Honeywell Aerospace President and CEO Mike Madsen discussed some of the new avionics and engine technologies the company is developing during a virtual press event as part of the Virtual NBAA Business Aviation Conference and Exhibition (VBACE) on Dec. 2.
Honeywell Aerospace is focusing on supporting new and next generation business aircraft by innovating with propulsion and avionics systems, Mike Madsen, the president and CEO of Honeywell Aerospace, said. Madsen discussed the current climate of business aviation and a long-range forecast for the industry as well as Honeywell’s plans to address both topics during a Dec. 2 webinar.
Madsen said Honeywell will continue to upgrade the HTF engine family and create an entirely new engine centerline for larger and super midsize aircraft.
“We're working on product improvement upgrades and technology assertions for the HTF 7000 series engines," Madsen said. “We are also working on a new centerline engine that I will just say will be larger than the HTF engine and more to come on that. You know when you're in the engine business, you never get out of the game. You're constantly investing in these products. They have a long life, but they do need to be refreshed occasionally and we do see this general migration toward larger aircraft and the need and desire to be able to do with a mid-size airplane or a super mid-sized airplane what today can only be done with a large or ultra-long range aircraft.”
In terms of advanced avionics developments, Honeywell will be working on open software architecture flexibility and interconnectivity, Madsen said. This would be something similar to what the military is doing with the Future Airborne Capability Environment (FACE).
“The way we're thinking about this is to think about core features that are tied to our fundamental aircraft performance and safety features, those things being sort of hard-coded but functionality, that's tailorable wrapped around that,” Madsen said. “We want to make that available to the operators and to the airframers. It gives them a chance to make the aircraft a bit more be-spoke to that brand, or even to the operator that owns the aircraft. We think that's going to be absolutely required in going forward.”

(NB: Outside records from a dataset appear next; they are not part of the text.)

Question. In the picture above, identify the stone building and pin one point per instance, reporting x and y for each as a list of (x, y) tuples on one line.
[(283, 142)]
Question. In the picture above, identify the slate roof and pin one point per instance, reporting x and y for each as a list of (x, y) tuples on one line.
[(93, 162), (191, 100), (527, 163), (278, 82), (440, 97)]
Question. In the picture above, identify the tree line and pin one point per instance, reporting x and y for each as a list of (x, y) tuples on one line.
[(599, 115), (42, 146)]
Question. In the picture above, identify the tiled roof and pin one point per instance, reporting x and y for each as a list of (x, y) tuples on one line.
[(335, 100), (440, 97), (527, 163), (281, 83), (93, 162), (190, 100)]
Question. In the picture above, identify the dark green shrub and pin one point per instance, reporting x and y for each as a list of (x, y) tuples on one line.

Another area where Honeywell sees interest is in connected offerings like satellite connectivity for cockpit and maintenance applications. He said the connected maintenance plans would be offered in conjunction with maintenance service plans already offered.
Among the connected aircraft applications under development are methods for automatically downloading engine data, Wi-Fi auto-billing and continuous engine health diagnostics, according to Madsen.
“Honeywell has introduced in a cell maintenance service plan for each for its HTF family of engines that now includes the new cell system and the components. This is for the Lombardi A Challenger 300 aircraft, the Challenger 350 aircraft, Gulfstream G280, and the Embraer Legacy 450/500 aircraft. And there are different options there I think you'll see those kinds of things, all-inclusive maintenance plans," Madsen said.
In 2021 Honeywell will also introduce a new lightweight micro-power unit mechanical system for smaller business aircraft that do not come equipped with an auxiliary power unit (APU), and they will also be releasing updates to their RDR 7000 weather radar system. The avionics maker will also be developing new compact fly by wire systems not only for business and general aviation, Urban Air Mobility (UAM), and unmanned aircraft systems (UAS).
The impact of COVID-19 is likely to still have consequences on the business aviation industry through 2022, however, in five years Madsen said he sees the industry growing again. The five-year purchase plans Honeywell is tracking for aircraft have been largely unchanged, he said.
“We're expecting some strong growth, really growth in every segment, but the strongest segments for growth over the next 10 years will we expect to see in the super midsize and large cabin aircraft, Madsen said. “I think it's an evolving situation, the buyers of super midsize and large cabin aircraft continue to rate operating costs, direct operating cost, and cabin size, either first and second or vice versa.”